On l’a bien compris : il ne s’agit pas de désigner les héritages au seul titre des origines. Les héritages se sont en effet déployés dans le temps au risque de confrontations qui ont pu être virulentes et même tragiques. L’humanisme dont le préambule de la Constitution opère le rappel, est susceptible de définitions contradictoires. Il a donné lieu, dès les XVIIe et XVIIIe siècles (et même dès la Renaissance) à des querelles qui se prolongent aujourd’hui encore, et qui, loin de s’apaiser, s’alimentent de la gravité et de la complexité des choix à portée anthropologique que l’Europe et ses Etats constitutifs devront élucider. Les Lumières d’hier ont donné à la fois naissance au libéralisme démocratique et au totalitarisme moderne. Les débats actuels en bioéthique opposent défenseurs du respect de l’être humain dès sa conception et promoteurs d’une conception utilitariste du patrimoine génétique. C’est pourquoi la mention explicite du christianisme dans le texte constitutionnel était insupportable à ceux qui craignent qu’elle ne donne autorité à certaines conceptions supérieures de la personne et de ses droits.
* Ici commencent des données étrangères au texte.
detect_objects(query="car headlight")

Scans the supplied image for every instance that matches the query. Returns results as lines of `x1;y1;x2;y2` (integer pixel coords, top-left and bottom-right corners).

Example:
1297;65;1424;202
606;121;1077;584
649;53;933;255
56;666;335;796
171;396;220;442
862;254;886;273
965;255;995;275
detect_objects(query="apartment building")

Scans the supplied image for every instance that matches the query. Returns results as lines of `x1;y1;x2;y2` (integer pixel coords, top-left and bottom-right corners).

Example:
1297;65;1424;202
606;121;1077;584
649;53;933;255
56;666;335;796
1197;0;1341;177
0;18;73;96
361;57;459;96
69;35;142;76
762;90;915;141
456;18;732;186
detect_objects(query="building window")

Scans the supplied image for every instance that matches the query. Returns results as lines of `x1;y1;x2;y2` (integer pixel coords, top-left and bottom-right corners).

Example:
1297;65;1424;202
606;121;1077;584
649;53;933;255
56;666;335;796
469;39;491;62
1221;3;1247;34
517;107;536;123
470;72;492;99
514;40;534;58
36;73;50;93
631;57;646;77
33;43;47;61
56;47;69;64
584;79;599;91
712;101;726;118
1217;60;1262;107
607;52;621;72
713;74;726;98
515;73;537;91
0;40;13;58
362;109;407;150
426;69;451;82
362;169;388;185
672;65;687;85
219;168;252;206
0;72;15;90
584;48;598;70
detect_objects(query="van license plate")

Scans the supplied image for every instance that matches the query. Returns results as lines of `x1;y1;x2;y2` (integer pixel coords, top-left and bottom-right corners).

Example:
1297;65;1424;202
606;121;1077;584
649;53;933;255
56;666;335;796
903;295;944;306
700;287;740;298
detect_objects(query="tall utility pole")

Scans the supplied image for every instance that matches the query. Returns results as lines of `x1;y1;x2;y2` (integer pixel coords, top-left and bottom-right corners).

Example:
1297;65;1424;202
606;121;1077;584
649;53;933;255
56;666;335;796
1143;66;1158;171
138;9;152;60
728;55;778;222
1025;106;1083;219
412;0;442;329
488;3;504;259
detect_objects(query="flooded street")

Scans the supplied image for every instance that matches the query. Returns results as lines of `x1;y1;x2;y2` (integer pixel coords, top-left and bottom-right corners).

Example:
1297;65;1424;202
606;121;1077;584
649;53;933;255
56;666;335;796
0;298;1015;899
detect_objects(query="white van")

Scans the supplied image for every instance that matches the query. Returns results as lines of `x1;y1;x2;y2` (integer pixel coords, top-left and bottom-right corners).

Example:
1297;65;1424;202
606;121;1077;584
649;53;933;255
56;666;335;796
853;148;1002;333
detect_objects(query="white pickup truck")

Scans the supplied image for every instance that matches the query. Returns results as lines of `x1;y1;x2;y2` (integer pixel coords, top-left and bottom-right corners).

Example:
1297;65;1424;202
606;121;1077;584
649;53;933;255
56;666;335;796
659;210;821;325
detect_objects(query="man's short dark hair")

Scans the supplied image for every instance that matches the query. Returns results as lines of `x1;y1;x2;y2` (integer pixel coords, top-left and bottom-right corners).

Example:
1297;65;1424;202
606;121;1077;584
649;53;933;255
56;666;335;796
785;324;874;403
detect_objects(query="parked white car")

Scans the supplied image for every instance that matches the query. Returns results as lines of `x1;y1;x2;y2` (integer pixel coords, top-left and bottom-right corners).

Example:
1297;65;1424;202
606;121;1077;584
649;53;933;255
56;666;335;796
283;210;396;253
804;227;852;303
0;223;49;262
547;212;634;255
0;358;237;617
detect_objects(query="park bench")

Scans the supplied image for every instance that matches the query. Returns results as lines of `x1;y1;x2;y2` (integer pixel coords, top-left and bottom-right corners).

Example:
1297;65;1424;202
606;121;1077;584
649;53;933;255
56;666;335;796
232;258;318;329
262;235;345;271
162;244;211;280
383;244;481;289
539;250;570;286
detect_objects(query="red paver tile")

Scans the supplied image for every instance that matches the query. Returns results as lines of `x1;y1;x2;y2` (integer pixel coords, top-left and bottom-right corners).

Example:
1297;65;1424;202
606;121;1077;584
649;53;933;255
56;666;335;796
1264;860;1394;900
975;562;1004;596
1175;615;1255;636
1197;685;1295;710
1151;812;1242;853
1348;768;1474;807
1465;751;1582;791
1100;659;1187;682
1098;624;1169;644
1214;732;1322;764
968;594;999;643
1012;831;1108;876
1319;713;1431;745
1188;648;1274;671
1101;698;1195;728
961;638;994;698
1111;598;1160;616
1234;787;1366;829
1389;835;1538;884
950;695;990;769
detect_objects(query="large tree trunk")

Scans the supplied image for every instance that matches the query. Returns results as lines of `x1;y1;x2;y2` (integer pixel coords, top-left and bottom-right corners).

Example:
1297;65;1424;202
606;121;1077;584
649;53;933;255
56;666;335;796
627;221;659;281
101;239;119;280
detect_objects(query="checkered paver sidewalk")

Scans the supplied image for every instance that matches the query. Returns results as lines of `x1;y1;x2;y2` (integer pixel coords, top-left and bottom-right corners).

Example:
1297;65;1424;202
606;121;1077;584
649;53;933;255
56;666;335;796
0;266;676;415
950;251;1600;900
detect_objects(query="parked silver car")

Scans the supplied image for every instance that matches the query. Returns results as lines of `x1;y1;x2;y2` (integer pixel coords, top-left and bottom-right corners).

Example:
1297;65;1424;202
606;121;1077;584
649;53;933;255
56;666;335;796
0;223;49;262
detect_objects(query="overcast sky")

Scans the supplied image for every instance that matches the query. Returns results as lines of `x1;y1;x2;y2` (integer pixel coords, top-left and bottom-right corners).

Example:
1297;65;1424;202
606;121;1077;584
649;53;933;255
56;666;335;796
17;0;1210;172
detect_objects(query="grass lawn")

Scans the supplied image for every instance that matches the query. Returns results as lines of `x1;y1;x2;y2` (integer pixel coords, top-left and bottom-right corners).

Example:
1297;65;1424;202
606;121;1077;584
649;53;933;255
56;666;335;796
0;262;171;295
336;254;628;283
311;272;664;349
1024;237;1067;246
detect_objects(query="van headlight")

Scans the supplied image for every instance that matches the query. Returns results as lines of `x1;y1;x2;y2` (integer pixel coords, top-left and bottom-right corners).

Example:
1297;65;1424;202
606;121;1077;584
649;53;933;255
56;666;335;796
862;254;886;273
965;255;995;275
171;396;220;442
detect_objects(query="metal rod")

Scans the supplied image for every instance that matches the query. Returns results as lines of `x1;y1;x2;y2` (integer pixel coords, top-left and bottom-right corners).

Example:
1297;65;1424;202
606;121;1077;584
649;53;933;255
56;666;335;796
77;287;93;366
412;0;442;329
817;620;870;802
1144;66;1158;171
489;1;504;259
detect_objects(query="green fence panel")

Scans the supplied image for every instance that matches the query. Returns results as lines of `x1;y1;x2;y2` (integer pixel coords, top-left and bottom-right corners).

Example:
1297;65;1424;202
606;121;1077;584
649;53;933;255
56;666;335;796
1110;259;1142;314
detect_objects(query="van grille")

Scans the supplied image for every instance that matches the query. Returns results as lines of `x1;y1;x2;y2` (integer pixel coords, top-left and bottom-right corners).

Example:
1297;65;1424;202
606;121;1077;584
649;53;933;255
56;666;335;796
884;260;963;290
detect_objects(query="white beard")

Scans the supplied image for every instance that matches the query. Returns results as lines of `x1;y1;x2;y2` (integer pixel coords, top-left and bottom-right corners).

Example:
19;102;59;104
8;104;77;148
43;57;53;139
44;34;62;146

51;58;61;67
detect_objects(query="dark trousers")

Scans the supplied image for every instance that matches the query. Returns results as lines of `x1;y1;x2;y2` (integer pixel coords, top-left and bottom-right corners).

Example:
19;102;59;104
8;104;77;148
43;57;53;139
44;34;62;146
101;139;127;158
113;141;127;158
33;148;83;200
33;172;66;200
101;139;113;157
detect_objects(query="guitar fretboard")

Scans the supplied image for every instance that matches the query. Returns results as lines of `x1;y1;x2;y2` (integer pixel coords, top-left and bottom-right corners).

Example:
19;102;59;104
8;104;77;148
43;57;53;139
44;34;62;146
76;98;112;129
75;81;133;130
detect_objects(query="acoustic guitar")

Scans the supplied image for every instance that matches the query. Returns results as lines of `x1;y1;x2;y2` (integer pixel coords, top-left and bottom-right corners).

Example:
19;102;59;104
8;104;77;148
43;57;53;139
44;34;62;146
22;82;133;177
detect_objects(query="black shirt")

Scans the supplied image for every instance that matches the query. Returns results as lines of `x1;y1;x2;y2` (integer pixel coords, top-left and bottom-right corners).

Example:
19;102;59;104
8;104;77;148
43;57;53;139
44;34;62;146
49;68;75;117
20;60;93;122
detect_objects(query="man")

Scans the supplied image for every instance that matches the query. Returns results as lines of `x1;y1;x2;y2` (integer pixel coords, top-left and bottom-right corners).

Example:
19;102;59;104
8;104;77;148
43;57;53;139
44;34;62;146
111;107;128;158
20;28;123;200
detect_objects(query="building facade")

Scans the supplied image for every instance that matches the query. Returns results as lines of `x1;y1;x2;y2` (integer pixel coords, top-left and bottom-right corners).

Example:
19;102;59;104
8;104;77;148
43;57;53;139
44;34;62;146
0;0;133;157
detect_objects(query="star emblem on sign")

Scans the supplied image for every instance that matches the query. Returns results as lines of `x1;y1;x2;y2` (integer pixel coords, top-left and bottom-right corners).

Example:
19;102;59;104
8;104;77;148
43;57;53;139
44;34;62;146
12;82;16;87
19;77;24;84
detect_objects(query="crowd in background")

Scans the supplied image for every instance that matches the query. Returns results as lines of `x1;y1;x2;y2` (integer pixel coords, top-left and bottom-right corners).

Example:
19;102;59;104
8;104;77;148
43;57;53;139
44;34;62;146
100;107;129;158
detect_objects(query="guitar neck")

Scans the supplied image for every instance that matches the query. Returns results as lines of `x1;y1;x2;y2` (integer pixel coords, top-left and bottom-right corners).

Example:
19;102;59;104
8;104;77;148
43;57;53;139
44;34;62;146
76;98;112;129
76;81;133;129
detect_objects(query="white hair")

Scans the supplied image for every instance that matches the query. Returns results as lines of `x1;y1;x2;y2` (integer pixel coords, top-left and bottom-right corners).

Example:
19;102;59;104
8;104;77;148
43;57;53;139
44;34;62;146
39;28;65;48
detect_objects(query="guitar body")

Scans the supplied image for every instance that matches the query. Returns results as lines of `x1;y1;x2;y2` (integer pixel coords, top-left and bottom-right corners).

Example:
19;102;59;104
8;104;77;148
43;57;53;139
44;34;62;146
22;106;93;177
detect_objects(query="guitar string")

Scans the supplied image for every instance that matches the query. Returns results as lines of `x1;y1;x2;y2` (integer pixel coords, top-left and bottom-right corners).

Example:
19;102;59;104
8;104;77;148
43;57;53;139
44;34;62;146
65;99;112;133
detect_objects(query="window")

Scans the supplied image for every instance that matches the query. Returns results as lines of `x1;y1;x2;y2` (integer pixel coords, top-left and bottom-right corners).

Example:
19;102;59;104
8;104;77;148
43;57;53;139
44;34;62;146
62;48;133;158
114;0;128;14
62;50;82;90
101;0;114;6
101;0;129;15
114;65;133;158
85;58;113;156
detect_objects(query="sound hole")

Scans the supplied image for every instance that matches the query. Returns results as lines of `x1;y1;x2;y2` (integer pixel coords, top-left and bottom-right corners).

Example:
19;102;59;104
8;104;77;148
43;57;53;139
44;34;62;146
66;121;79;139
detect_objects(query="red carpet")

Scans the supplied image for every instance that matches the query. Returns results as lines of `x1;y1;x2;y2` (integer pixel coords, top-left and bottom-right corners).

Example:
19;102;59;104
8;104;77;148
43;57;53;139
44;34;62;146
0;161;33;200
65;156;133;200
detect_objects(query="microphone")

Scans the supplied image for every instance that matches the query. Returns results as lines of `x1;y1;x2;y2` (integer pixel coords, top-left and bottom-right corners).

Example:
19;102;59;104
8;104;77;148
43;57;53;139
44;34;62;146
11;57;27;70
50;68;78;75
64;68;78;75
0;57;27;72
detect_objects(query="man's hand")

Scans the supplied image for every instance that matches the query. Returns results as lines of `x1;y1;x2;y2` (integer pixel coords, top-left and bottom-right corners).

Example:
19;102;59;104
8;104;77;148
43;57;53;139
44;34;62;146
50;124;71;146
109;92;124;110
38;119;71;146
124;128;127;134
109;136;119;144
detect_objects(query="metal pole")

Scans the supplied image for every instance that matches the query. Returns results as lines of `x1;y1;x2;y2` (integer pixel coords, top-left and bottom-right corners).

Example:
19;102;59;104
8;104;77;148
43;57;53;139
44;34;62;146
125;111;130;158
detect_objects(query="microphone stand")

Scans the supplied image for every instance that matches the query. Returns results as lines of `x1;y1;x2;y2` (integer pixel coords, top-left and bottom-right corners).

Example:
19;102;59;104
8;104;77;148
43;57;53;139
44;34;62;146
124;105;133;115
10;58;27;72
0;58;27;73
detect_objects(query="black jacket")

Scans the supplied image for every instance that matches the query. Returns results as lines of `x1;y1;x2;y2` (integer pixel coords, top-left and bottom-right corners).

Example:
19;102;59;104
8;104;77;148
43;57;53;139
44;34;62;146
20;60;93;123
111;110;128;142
Il s’agissait pour eux de libérer les législateurs de toute hypothèque morale religieuse, en l’espèce biblique.

Mais l’avenir proche se chargera de rappeler qu’on ne se libère pas si aisément de ce qui est bien plus qu’un héritage : une inépuisable source de réflexion, une lumière qui touche aux plus profonds secrets, ainsi qu’un analyseur permanent qui discrimine la vie et la mort, le bien et le mal, la liberté responsable et le nihilisme.